Point & Figure Charts (P&F)

 
Introduction and Advantages
Point and figure (P&F) charting concentrates on price and its changes by eliminating other elements such as time and volume. This chart is popular because it is simple and provides the following advantages:
  • Point & figure charting uses price data with minimum manipulation.
  • P&F charts are indigenous to stock market trading which give you both the immediate and long term view.
  • Formations, patterns and signals are easy to recognize and interpret, and tend to repeat themselves.
  • It enables the investor to do what he should do - stay on a winner while it is winning and get off a loser quickly.
  • The method is dynamic.
  • The fixed interval of plotting may be made to fit whatever you want to chart - stocks, bonds, commodities, speculation or investment.
  • It ignores the static time factor, the confusing volume indications, and irrelevant minor fluctuations.

Display
The basic point and figure chart shows columns of X's and O's which display the underlying supply and demand of prices. A column of X's means the stock price or index is going up. A column of O's means the stock price is going down. Columns of X's and O's alternate back and forth. However, they never appear in the same column. A simple P&F chart is depicted in the following figure:

PF.gif (36408 bytes)

Construction
In order to create a P&F chart in Chart FX FE, you must specify a "Box Size" and "Reversal Amount" and if the Box Size is percentual or relative to the price given in the data set. The common practice is to use the high and low prices (not just the close) to decide if prices have changed enough to display a new box.

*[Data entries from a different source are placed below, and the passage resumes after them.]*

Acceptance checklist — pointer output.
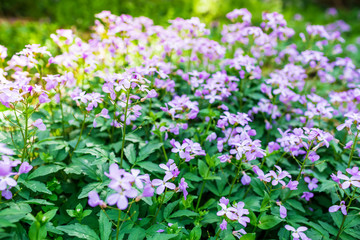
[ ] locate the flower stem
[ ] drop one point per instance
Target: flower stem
(201, 192)
(118, 224)
(161, 203)
(124, 126)
(81, 131)
(353, 149)
(235, 178)
(347, 209)
(25, 132)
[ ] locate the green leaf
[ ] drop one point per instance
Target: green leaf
(137, 234)
(318, 228)
(337, 217)
(328, 228)
(268, 222)
(130, 153)
(44, 170)
(192, 177)
(327, 185)
(296, 205)
(79, 231)
(195, 233)
(37, 186)
(163, 236)
(203, 168)
(182, 213)
(248, 236)
(37, 202)
(105, 226)
(169, 208)
(150, 166)
(15, 212)
(50, 215)
(97, 186)
(6, 223)
(264, 205)
(147, 150)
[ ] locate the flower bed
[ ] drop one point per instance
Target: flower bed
(155, 132)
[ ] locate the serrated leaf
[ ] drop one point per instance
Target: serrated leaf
(44, 170)
(80, 231)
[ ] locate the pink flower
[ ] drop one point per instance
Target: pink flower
(223, 225)
(312, 183)
(297, 233)
(161, 184)
(342, 206)
(39, 124)
(94, 199)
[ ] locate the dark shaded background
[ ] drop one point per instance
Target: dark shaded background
(32, 21)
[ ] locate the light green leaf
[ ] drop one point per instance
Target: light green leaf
(44, 170)
(147, 150)
(37, 186)
(268, 222)
(79, 231)
(182, 213)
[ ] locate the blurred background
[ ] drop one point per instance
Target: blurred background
(32, 21)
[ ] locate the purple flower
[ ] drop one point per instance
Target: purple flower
(121, 197)
(225, 158)
(239, 233)
(352, 181)
(25, 167)
(161, 184)
(283, 211)
(5, 150)
(7, 194)
(43, 98)
(260, 173)
(94, 199)
(5, 168)
(297, 233)
(223, 225)
(278, 177)
(152, 94)
(39, 124)
(292, 185)
(183, 186)
(307, 195)
(342, 206)
(6, 180)
(148, 191)
(312, 183)
(240, 211)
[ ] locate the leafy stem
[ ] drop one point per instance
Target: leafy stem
(353, 149)
(124, 126)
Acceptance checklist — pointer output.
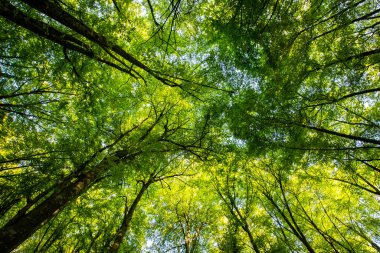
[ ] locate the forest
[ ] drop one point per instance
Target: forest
(189, 126)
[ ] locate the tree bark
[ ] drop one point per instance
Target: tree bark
(18, 230)
(121, 232)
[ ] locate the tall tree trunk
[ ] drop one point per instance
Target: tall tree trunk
(128, 213)
(18, 230)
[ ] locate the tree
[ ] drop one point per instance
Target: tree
(189, 126)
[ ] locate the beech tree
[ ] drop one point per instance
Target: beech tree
(189, 126)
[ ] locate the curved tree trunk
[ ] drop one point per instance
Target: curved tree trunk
(128, 213)
(19, 229)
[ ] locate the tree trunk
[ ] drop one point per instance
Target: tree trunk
(121, 232)
(19, 229)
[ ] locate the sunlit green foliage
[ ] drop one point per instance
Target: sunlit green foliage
(189, 126)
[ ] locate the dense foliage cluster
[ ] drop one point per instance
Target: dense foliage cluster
(190, 126)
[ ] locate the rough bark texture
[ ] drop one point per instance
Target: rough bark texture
(18, 230)
(121, 232)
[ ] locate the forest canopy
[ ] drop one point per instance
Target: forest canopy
(189, 126)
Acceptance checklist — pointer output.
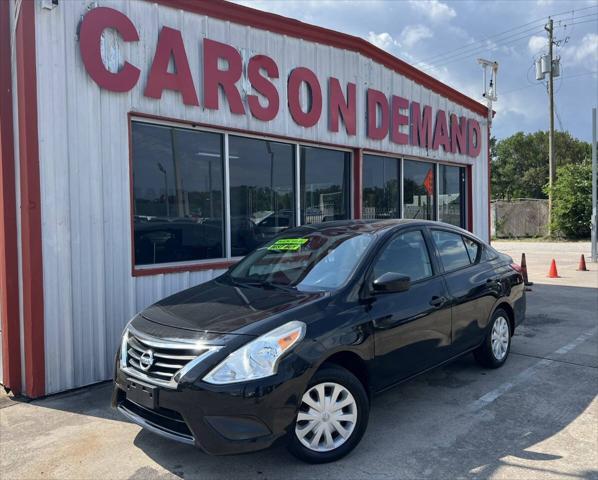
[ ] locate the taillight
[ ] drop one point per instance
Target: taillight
(516, 267)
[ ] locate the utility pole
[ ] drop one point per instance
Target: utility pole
(594, 185)
(551, 164)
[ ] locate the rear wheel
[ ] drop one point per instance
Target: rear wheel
(494, 351)
(332, 417)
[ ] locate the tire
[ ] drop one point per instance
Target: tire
(350, 396)
(499, 335)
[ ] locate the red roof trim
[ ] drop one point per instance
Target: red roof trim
(294, 28)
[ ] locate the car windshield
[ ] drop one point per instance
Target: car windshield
(312, 261)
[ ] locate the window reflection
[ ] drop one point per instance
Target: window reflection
(380, 187)
(178, 190)
(419, 185)
(324, 185)
(451, 198)
(261, 191)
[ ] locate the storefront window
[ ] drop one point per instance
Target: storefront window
(324, 185)
(419, 185)
(261, 191)
(451, 195)
(380, 187)
(178, 190)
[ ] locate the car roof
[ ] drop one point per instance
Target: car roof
(372, 226)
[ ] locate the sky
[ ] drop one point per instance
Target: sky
(445, 39)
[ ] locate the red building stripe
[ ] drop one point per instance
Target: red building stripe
(31, 230)
(311, 33)
(9, 268)
(357, 183)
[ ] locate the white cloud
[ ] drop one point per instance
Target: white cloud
(536, 44)
(382, 40)
(412, 34)
(585, 52)
(433, 9)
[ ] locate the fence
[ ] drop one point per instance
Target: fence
(525, 217)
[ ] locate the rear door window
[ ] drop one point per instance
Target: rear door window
(452, 250)
(473, 249)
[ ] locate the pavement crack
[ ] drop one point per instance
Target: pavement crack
(554, 360)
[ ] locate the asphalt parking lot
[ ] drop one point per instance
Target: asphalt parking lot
(537, 417)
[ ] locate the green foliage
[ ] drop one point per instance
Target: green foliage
(520, 162)
(572, 200)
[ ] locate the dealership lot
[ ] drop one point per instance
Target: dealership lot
(535, 417)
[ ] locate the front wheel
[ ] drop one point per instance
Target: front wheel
(494, 351)
(332, 417)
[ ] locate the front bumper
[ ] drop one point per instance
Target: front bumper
(221, 419)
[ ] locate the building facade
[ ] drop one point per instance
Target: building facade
(147, 145)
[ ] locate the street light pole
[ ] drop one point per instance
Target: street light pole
(594, 186)
(551, 164)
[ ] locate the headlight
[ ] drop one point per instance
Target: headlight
(124, 346)
(259, 358)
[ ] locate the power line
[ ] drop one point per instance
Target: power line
(539, 83)
(464, 55)
(500, 34)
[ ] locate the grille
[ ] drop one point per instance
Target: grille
(160, 361)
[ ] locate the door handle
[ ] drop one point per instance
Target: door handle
(437, 301)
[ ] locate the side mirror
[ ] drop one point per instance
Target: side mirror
(391, 282)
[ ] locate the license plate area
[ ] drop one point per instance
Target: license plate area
(142, 393)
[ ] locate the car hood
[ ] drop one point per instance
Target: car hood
(220, 306)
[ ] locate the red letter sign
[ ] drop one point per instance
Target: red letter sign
(213, 77)
(170, 43)
(311, 117)
(474, 133)
(338, 105)
(421, 126)
(263, 86)
(398, 119)
(458, 134)
(377, 99)
(92, 26)
(441, 134)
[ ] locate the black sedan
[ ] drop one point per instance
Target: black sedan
(293, 341)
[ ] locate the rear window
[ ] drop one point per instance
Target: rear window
(452, 250)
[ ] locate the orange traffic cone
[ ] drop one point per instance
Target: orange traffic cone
(582, 264)
(552, 273)
(526, 282)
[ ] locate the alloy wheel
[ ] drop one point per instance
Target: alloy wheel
(500, 338)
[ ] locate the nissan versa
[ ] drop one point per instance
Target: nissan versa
(293, 341)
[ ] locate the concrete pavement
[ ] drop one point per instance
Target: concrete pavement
(537, 417)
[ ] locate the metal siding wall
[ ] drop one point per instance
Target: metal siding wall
(89, 292)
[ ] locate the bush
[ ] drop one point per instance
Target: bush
(572, 200)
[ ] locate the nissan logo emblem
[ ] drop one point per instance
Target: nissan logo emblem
(146, 360)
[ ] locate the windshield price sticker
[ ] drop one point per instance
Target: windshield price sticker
(288, 244)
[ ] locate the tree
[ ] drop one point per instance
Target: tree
(572, 200)
(520, 162)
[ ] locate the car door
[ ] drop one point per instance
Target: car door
(412, 329)
(472, 284)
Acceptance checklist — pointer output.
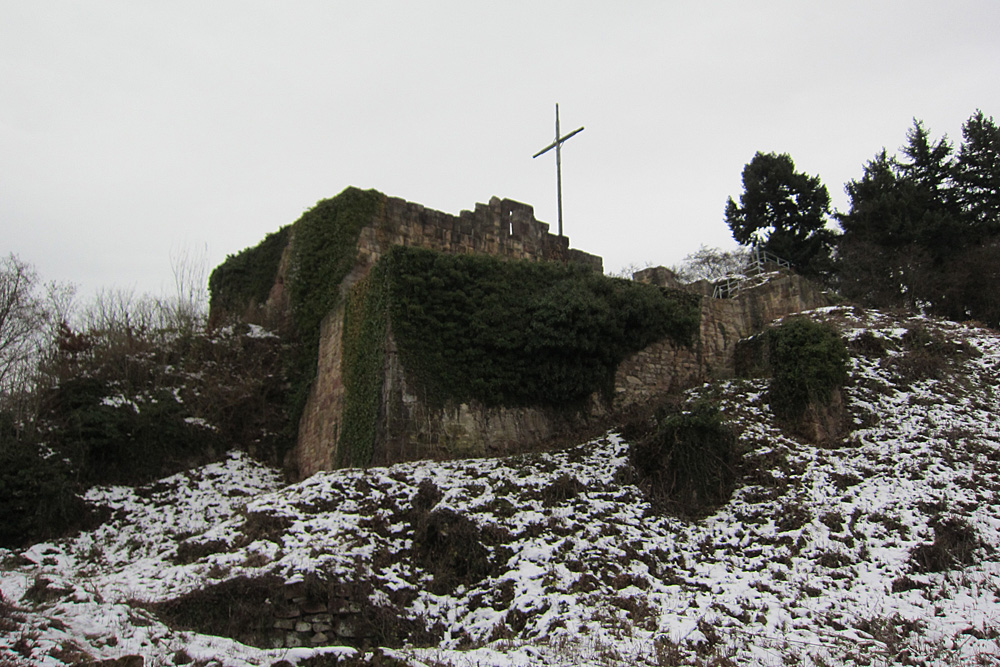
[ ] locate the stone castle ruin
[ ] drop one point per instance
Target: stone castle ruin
(408, 427)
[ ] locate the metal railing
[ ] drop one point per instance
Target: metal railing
(757, 262)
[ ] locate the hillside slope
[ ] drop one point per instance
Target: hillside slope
(882, 551)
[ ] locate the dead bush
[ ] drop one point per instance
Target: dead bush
(689, 465)
(955, 544)
(450, 546)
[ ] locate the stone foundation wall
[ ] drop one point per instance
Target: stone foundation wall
(300, 620)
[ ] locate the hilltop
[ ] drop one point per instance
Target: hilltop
(877, 549)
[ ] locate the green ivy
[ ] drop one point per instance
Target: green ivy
(809, 361)
(324, 250)
(365, 329)
(519, 333)
(246, 278)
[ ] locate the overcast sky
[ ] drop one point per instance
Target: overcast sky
(133, 131)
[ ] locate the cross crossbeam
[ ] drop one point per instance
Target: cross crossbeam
(557, 144)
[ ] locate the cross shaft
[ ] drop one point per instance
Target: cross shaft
(557, 144)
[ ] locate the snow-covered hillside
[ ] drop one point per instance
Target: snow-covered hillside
(881, 551)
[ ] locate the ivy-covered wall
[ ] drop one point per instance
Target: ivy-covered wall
(501, 334)
(246, 278)
(516, 333)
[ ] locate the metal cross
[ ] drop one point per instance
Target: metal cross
(557, 144)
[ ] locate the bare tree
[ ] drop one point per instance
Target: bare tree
(30, 315)
(191, 283)
(22, 321)
(711, 264)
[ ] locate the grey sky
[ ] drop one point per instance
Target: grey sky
(133, 130)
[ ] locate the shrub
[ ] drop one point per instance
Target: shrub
(38, 496)
(689, 463)
(809, 362)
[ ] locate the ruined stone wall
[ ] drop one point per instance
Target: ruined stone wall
(665, 367)
(502, 228)
(410, 429)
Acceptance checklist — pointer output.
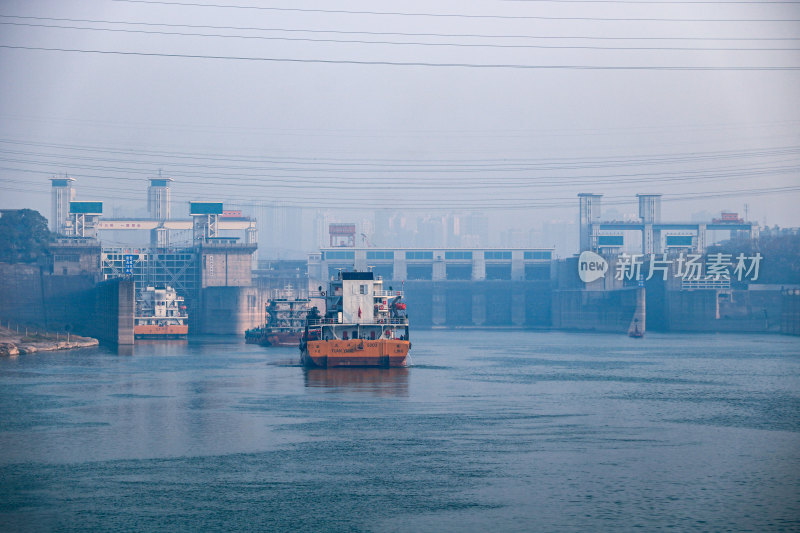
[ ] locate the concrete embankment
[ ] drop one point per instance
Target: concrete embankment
(14, 343)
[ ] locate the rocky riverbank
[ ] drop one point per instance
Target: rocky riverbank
(13, 343)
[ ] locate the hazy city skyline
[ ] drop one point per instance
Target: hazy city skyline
(359, 108)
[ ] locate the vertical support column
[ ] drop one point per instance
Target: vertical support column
(478, 308)
(125, 312)
(518, 314)
(439, 311)
(478, 266)
(400, 271)
(647, 239)
(159, 237)
(517, 265)
(439, 269)
(701, 238)
(588, 215)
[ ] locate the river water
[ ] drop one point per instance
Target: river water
(487, 430)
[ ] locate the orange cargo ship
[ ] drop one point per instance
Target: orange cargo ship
(160, 313)
(363, 325)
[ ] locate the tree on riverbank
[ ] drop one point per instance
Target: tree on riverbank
(23, 236)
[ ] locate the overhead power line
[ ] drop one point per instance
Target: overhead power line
(444, 15)
(738, 37)
(409, 43)
(415, 63)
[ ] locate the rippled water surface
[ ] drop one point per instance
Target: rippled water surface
(488, 430)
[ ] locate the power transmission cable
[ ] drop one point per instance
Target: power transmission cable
(442, 15)
(411, 34)
(409, 43)
(614, 159)
(544, 204)
(667, 68)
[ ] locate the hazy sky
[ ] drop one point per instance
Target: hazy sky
(509, 106)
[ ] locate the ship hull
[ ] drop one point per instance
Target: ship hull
(281, 338)
(173, 331)
(356, 352)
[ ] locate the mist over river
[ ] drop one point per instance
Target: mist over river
(486, 430)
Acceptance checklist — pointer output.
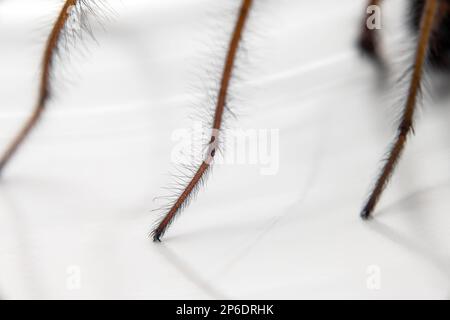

The interaction between these variables are as follows:

Point & Figure charts display an "X" when prices rise by the "box size"   and display an "O" when prices fall by the box size. Note that no Xs or Os are drawn if prices rise or fall by an amount that is less than the box size.

The Box size may be percentual. This means that the box size refers to a percentage instead of a fixed price. For example, if you set a non-percentual box size of 10, Chart FX will draw an "X" or an "O" if the price changes by 10 points. For a percentual box size of 5, Chart FX will draw an X or an O if the price changed by 5%.

In order to change columns (e.g., from an X column to an O column), prices must reverse by the "reversal amount" (another value you specify) multiplied by the box size. For example, if the box size is three points and the reversal amount is two boxes, then prices must reverse direction six points (three multiplied by two) in order to change columns. If you are in a column of Xs, the price must fall six points to change to a column of Os. If you are in a column of Os, the price must rise six points to change to a column of Xs.

Because prices must reverse direction by the reversal amount, the minimum number of Xs or Os that can appear in a column is equal to the "reversal amount."

By Default the Chart FX Financial Extension sets a Box size of 5, non percentual and a reversal amount of 1.